Sometimes great successes have unintended consequences. That's the case with one of the world's biggest triumphs - the eradication of smallpox. That achievement may have set the stage for an outbreak of another kind - one we're dealing with today. And now there's new evidence to back that theory up. NPR's Gabrielle Emanuel reports.

GABRIELLE EMANUEL, BYLINE: Eugene Bangwen spends his days thinking about mpox formerly called monkeypox.

EUGENE BANGWEN: There's been an exponential rise in the number of cases of mpox.

EMANUEL: He studies infectious diseases at the Institute of Tropical Medicine in Belgium. In the past few years, there have been over 100,000 confirmed mpox cases globally. That's many times higher than previous years. Bangwen has questions.

BANGWEN: I mean, where did it come from?

EMANUEL: Why are the numbers climbing so quickly? Why is mpox showing up in new places?

BANGWEN: These are all questions that we do not understand.

EMANUEL: Researchers think there are a lot of factors at play. Bangwen decided to look back at all the confirmed mpox cases from the Democratic Republic of the Congo in recent decades to see what he could find.

BANGWEN: We charted everyone - the ages of everyone.

EMANUEL: And in this data, he could see that almost all of the mpox patients were born after a certain point in time. Bangwen says to understand why that's the case, you have to go back to 1970 to a remote corner of the Congo, deep in the rainforest. It was there that a mother took her 9-month-old baby boy on an ill-fated trip to visit Grandma.

WILLIAM MOSS: So it was shortly after the child arrived in that village of his grandmother's where he became ill.

EMANUEL: William Moss is an epidemiologist at Johns Hopkins at Bloomberg School of Public Health.

MOSS: He became sick with fever and two days later developed a rash.

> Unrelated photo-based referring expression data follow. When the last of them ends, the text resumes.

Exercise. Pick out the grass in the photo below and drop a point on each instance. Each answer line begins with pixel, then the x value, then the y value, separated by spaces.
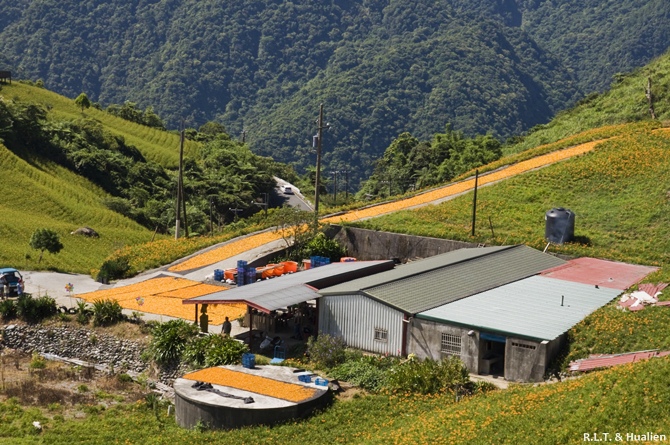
pixel 45 195
pixel 625 102
pixel 547 414
pixel 156 145
pixel 618 193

EMANUEL: Moss says that rash set off alarm bells because it looked an awful lot like smallpox. The world was getting very close to eradicating smallpox, and in order to prove it was really truly gone, every single patient with a suspicious rash or lesion needed to be investigated. So at a local hospital, a doctor took scabs from the youngster and sent them to a lab in Moscow. The answer came back - this wasn't smallpox. This was monkeypox.

MOSS: That was a surprise, obviously, to everyone.

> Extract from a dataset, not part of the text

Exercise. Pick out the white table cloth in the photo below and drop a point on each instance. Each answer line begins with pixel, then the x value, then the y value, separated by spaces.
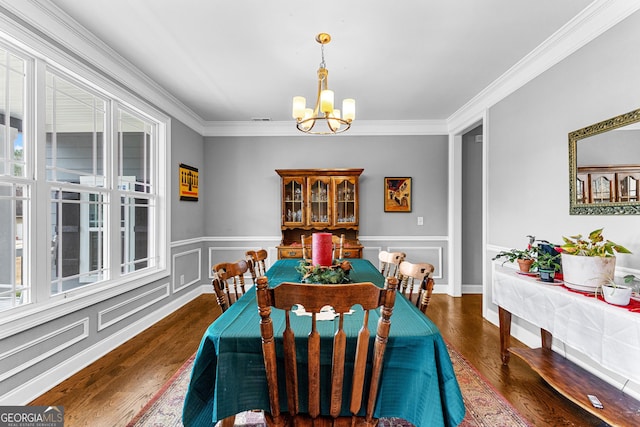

EMANUEL: It was the first known human case. That little boy, he was patient zero. Soon scientific investigators showed up.

MOSS: They interviewed the family members. They interviewed neighbors. They tried to identify, you know, contacts and routes of transmission.

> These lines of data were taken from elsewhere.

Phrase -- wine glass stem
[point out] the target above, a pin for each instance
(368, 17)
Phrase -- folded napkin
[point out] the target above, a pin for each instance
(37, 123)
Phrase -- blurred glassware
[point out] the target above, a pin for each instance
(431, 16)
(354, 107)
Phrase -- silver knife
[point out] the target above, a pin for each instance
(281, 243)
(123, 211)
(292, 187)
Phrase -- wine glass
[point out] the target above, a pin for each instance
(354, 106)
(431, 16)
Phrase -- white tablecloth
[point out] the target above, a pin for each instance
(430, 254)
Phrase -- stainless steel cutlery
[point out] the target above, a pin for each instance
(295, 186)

EMANUEL: One thing they discovered, this little boy was the only one in his family who hadn't been able to get the smallpox vaccination. This was the first clue that smallpox and mpox are so closely related that the smallpox vaccine gives people some immunity against mpox.

MOSS: As more and more cases of monkeypox were identified, it became clearer that these cases were occurring in people who had not been vaccinated against smallpox.

EMANUEL: But at that time in the 1970s, almost everyone was vaccinated. So the total number of mpox cases was very low. But then came 1980. Smallpox was declared eradicated and soon vaccinations ended. When Eugene Bangwen looked at all the data in his study, he could see the impact of stopping those vaccinations. It was like an invisible line in the sand. People born before that time got immunity to mpox. People born after that time didn't get immunity. The end of smallpox vaccinations was the beginning of mpox, and it set the stage for the surge in mpox cases we see today. Bangwen points out another lesson from this history - the power of vaccination.

BANGWEN: There is a strong need, therefore, to vaccinate as a means to control mpox. Yes.

EMANUEL: Vaccines were key to overcoming smallpox. He says the same is likely true of mpox. Gabrielle Emanuel, NPR News.